Chenopodium pumilio R.Br.
clammy goosefoot
Glandular-scaly, aromatic, annual herb puberulent with septate hairs. Stems prostrate, decumbent, occasionally erect and to c. 40 cm tall, ribbed. Petiole 0.1-1.5-(2.2) cm long, slender; lamina (0.3)-0.5-2.7-(3.5) × 0.15-1.3-(2) cm, ovate to elliptic or oblong, ± pinnatifid, sometimes purple below, puberulent, especially below; glandular scales few to many, yellow; lobes unequal; base narrow-cuneate; apex rounded to acute. Fls axillary, few to many in sessile glomerules, glandular-puberulent. Perianth segments 0.5-0.9 mm long, narrow and not touching, not keeled, mostly green, becoming white in fr. Stamen 1. Fr. incompletely invested by perianth; pericarp easily removed. Seed vertical, 0.5-0.7 mm diam., from ± globose to ± broad-elliptic; margin acute; testa shining dark brown, smooth.

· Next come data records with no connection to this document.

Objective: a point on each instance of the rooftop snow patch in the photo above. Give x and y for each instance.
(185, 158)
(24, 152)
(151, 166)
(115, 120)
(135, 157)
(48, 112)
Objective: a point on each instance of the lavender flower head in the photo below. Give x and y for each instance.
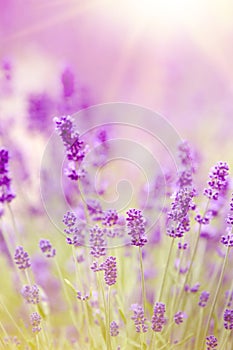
(35, 320)
(110, 218)
(139, 318)
(31, 294)
(211, 342)
(97, 242)
(204, 297)
(6, 194)
(110, 270)
(218, 182)
(187, 169)
(75, 147)
(179, 317)
(136, 227)
(178, 216)
(21, 258)
(158, 319)
(114, 329)
(228, 319)
(46, 248)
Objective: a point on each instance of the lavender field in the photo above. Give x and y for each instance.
(116, 175)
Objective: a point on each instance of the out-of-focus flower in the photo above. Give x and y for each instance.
(139, 318)
(218, 182)
(158, 319)
(228, 319)
(204, 297)
(136, 227)
(211, 342)
(114, 329)
(46, 248)
(110, 270)
(31, 294)
(6, 194)
(22, 259)
(97, 242)
(35, 320)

N.: settled areas throughout; S.: settled areas in Nelson, C. Marlborough and C. Otago, occasional in Canterbury and N. and S. Otago.
Australia 1838
Cultivated ground, open waste places, sometimes coastal on dunes and similar sandy areas.
FL Dec-Feb.
The Eurasian C. botrys L. has been reported for N.Z. The record is probably based on misidentification of C. pumilio. C. botrys has more elongated and branched infls. Records of C. carinatum for N.Z. are also based on material of C. pumilio. C. pumilio has (4)-5 perianth segments, whereas the closely related indigenous C. pusillum has (3)-4-(5).